Question

A rigid body rotates about a fixed axis with variable angular velocity $(\alpha - \beta t)$ at time $t$, where $\alpha$ and $\beta$ are constants. The angle through which it rotates before it comes to rest is ______.

• A. $\frac{\alpha}{\beta}$
• B. $\frac{\alpha^2}{\beta}$
• C. $\frac{\alpha^2}{2\beta}$
• D. $\frac{\alpha}{2\beta}$

Hint:

This is functionally identical to the 1D kinematic equation $v^2 = u^2 + 2aS$.
Here, initial velocity $\omega_0 = \alpha$, final velocity $\omega_f = 0$, and angular acceleration is the derivative of $\omega$, which is $-\beta$.
$0^2 = \alpha^2 + 2(-\beta)\theta \implies 2\beta\theta = \alpha^2 \implies \theta = \frac{\alpha^2}{2\beta}$. Much faster!

Answer 1

The Correct Option is C

Step 1: Understanding the Question:
We are given the angular velocity ($\omega$) as a function of time. We must find the total angular displacement ($\theta$) from $t=0$ until the exact moment the body stops rotating.

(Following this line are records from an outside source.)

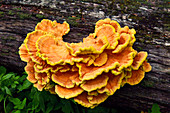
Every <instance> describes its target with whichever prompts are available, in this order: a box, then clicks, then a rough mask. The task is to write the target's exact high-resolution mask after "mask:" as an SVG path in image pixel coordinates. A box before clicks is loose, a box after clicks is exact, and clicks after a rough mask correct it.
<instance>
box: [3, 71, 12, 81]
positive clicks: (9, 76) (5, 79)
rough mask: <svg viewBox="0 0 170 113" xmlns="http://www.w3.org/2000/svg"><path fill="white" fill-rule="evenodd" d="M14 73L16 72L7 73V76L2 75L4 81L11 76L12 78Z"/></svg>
mask: <svg viewBox="0 0 170 113" xmlns="http://www.w3.org/2000/svg"><path fill="white" fill-rule="evenodd" d="M13 75H14V73H12V72H11V73H8V74H6V75H5V76H3V77H2V81H4V80H6V79H9V78H11V77H12V76H13Z"/></svg>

Step 2: Detailed Explanation:
The angular velocity is given by:
$\omega = \alpha - \beta t$
1. Find the time when the body comes to rest:
The body comes to rest when its angular velocity drops to zero ($\omega = 0$).
$0 = \alpha - \beta t$
$\beta t = \alpha \implies t = \frac{\alpha}{\beta}$
So, the body rotates from $t = 0$ to $t = \frac{\alpha}{\beta}$.
2. Calculate the angular displacement ($\theta$):
Angular displacement is the definite integral of angular velocity with respect to time:
$\theta = \int_{0}^{t} \omega \, dt$
$\theta = \int_{0}^{\alpha/\beta} (\alpha - \beta t) \, dt$
Integrate the function term by term:
$\theta = \left[ \alpha t - \frac{\beta t^2}{2} \right]_0^{\alpha/\beta}$
Evaluate the integral at the upper limit (the lower limit evaluates to 0):
$\theta = \alpha \left( \frac{\alpha}{\beta} \right) - \frac{\beta}{2} \left( \frac{\alpha}{\beta} \right)^2$
$\theta = \frac{\alpha^2}{\beta} - \frac{\beta}{2} \left( \frac{\alpha^2}{\beta^2} \right)$
$\theta = \frac{\alpha^2}{\beta} - \frac{\alpha^2}{2\beta}$
Find a common denominator to subtract:
$\theta = \frac{2\alpha^2}{2\beta} - \frac{\alpha^2}{2\beta} = \frac{\alpha^2}{2\beta}$

Step 3: Final Answer:
The angle rotated is $\frac{\alpha^2}{2\beta}$, matching option (c).